What are the changes?

Traditionally right of entry rules have required union officials to hold a permit and give the employer at least 24 hours’ notice before they enter a workplace/site and they would then be able to investigate suspected breaches of workplace health and safety obligations, suspected breaches of the Fair Work Act and other matters typically dealt with during these visits like freedom of association etc.

The changes allow for a union official holding an entry permit to apply to the Fair Work Commission (FWC) for an exemption certificate which would allow them to waive the 24-hour notice period normally required before they enter a workplace/site.

The Fair Work Commission will only grant these exemptions in the following scenarios however:

  • The Commission must be satisfied that there is a suspected underpayment of wages affecting one of the members of that union in the workplace; and
  • The Commission has to believe that advance notice would be detrimental in regard to any investigation into the prospective breach i.e. that the employer would actively hamper the investigation in some way should they receive the normal 24 hours notice.

What does it mean?

The changes mean that unions now have another avenue they can use to investigate businesses and one that could allow them to turn up with no notice. Businesses who are aware that they have union membership in their workplace, or work on projects where there is a union presence,  take this as an opportunity to review their current payment practices to ensure that they don’t have any exposures in this area.

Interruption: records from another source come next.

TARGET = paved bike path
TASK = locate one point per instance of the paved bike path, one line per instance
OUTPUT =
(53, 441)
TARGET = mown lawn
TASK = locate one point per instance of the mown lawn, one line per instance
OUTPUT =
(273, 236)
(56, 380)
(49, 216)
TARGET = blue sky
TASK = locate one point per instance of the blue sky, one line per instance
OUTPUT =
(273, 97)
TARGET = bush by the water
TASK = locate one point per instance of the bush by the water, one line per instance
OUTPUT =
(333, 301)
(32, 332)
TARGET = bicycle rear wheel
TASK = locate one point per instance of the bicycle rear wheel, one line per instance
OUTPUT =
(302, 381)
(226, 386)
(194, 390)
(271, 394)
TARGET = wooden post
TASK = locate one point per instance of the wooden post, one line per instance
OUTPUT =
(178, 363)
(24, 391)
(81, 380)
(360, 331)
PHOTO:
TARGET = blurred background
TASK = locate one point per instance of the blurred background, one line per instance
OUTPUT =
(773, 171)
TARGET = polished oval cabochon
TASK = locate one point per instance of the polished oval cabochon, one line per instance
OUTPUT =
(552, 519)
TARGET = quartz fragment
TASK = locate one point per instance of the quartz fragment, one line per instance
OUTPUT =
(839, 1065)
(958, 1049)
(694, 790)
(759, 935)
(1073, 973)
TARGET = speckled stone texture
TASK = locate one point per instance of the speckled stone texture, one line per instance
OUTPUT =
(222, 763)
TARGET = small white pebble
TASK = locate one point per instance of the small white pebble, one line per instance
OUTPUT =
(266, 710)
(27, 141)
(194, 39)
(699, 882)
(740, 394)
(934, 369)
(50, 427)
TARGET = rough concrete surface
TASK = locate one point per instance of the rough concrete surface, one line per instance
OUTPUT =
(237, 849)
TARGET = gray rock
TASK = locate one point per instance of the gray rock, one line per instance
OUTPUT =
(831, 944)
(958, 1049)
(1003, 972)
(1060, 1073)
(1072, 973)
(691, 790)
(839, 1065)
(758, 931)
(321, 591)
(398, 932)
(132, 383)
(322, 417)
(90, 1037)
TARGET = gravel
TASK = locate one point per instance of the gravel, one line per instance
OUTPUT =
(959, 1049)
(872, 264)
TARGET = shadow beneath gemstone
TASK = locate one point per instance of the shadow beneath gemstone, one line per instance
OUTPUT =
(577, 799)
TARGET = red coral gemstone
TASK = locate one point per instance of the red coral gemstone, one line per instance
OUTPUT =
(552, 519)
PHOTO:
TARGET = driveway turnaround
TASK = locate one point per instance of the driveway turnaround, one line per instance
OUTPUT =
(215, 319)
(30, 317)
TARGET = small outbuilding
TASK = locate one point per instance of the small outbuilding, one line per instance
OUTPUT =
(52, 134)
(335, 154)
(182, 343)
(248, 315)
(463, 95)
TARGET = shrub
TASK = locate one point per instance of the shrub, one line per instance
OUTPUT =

Employers that have a good relationship with their staff and have developed trust should have no real reason to worry too much about these changes as they are only relevant where there are potential breaches of workplace laws. An exception may be employers who operate in industries that have a history of collective bargaining (building and construction, childcare and manufacturing for example). Employers in those industries will want to ensure that they don’t have any reason for employees or a union to use any suspected breaches to begin a forced enterprise bargaining situation. Even then employers who have a good relationship with their employees will likely have no issues with these changes as it is less likely that an employee will go to a union with a concern before discussing it with their employer.

One of the ways we can help employers is by doing a workplace relations compliance survey where we compare their current practices against their obligations under Fair Work Act and Modern Awards and compile a report on the changes needed to be compliant which would mean that they can have confidence that they are meeting their obligations to their employees.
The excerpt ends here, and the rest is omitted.